I’m excited for the upcoming Association for Asian Studies conference that will be held in Seattle later this month. Outside of the oysters I plan on eating (I’m coming for you, Taylor), I’ll also be presenting on an interdisciplinary panel entitled “Contentious Legal Boundaries: East and Southeast Asian Sovereignty.” Special thanks to Victoria Reyes at Bryn Mawr for organizing the panel!

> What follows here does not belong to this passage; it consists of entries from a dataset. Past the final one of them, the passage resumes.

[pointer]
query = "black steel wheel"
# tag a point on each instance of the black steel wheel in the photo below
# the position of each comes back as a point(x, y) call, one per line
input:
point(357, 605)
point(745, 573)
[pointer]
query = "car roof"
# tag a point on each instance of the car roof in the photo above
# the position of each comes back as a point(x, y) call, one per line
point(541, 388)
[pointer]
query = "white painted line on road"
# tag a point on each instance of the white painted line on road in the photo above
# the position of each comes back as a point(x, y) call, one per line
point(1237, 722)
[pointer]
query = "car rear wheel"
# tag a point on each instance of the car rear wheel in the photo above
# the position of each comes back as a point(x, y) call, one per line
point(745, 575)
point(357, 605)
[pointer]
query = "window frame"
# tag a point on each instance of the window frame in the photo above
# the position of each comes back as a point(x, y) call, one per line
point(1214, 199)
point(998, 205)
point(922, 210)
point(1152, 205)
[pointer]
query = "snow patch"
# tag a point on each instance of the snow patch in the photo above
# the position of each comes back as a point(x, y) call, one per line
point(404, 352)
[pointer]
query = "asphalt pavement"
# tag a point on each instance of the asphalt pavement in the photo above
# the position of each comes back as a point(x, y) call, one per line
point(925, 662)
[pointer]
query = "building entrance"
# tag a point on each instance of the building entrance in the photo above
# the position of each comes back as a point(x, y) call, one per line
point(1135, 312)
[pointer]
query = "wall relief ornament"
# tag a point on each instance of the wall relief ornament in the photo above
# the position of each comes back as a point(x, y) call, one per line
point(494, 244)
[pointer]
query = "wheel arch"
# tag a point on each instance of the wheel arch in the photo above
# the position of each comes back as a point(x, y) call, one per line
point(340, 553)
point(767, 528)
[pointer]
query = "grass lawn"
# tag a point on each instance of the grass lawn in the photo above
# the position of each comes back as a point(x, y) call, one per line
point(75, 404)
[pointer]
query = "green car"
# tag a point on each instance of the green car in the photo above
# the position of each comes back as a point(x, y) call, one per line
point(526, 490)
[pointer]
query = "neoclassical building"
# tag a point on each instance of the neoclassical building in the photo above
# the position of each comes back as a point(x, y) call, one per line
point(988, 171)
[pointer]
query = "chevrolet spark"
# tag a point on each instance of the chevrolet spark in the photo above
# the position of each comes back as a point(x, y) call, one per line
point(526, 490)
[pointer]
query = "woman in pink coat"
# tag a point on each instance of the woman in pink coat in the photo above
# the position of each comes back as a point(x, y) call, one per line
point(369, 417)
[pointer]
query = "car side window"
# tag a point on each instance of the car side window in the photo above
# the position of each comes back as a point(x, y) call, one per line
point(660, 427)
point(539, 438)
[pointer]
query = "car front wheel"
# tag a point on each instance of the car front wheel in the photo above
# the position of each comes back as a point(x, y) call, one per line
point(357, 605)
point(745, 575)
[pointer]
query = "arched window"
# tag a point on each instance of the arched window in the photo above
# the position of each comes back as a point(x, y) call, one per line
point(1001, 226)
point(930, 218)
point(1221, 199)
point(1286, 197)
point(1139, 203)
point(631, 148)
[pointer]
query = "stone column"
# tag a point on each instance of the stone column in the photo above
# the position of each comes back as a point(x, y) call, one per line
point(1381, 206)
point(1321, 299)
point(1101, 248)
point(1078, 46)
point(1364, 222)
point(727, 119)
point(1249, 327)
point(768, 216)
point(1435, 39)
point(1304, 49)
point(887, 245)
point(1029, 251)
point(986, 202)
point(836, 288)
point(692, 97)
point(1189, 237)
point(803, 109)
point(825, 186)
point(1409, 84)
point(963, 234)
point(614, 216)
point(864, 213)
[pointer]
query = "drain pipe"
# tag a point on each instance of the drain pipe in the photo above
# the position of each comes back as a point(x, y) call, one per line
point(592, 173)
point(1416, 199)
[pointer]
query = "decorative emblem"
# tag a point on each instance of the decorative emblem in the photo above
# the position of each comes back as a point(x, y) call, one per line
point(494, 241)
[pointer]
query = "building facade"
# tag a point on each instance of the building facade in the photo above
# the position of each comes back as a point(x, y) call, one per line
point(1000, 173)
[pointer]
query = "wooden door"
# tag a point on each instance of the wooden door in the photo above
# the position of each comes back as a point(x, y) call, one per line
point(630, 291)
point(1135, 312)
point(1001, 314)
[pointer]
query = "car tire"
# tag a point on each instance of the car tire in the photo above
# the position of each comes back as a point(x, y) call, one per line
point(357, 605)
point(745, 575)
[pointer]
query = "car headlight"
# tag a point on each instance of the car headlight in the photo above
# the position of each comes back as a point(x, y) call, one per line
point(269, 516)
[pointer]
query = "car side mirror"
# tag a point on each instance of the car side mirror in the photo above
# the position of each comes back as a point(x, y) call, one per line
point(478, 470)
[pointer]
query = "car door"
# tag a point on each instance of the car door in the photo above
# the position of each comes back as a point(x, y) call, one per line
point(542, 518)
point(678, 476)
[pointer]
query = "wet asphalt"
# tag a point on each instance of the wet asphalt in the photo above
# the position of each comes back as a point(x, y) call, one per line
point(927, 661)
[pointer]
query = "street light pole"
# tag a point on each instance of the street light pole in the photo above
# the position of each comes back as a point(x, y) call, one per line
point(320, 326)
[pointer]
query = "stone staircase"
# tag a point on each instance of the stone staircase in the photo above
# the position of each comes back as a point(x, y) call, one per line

Here’s my paper’s abstract:
Activism in the Courts: Popular Challenges to the Legality of Military Bases in Japan
Anti-military base protests rocked Japan throughout the 1950s and 1960s. This paper interrogates two important legal cases regarding local opposition to military bases and militarism: the Sunagawa Incident of 1959 and the Eniwa Incident of 1967. The Sunagawa Incident was a legal case brought against anti-U.S. military base protesters who were accused of trespassing onto a base, while the Eniwa Incident referred to the prosecution of a family accused of vandalizing the property of the Japanese Self-Defense Forces. Both cases became cause célèbre for leftists and peace groups throughout Japan, which forced the presiding judges to look beyond the initial scope of the actual crimes in question and instead address broader legal critiques on the presence of military bases in Japan, a country where militarism is usually understood to be illegal under Article Nine of the constitution. By examining the laws concerning the physical presence of military bases throughout Japan’s topography, along with the judges’ ruling opinions, I draw attention to the legal roots of citizen-led anti-base activism in postwar Japan. Finally, this paper addresses the relationship of these two court cases to anti-base movements in Japan today.
Schedule: April 1, 12:45 to 2:45pm, Washington State Convention Center, 2nd Floor, Room 214
This is my third AAS conference in as many years, and I constantly find the panels to be exciting and enlightening. Hope to see you there!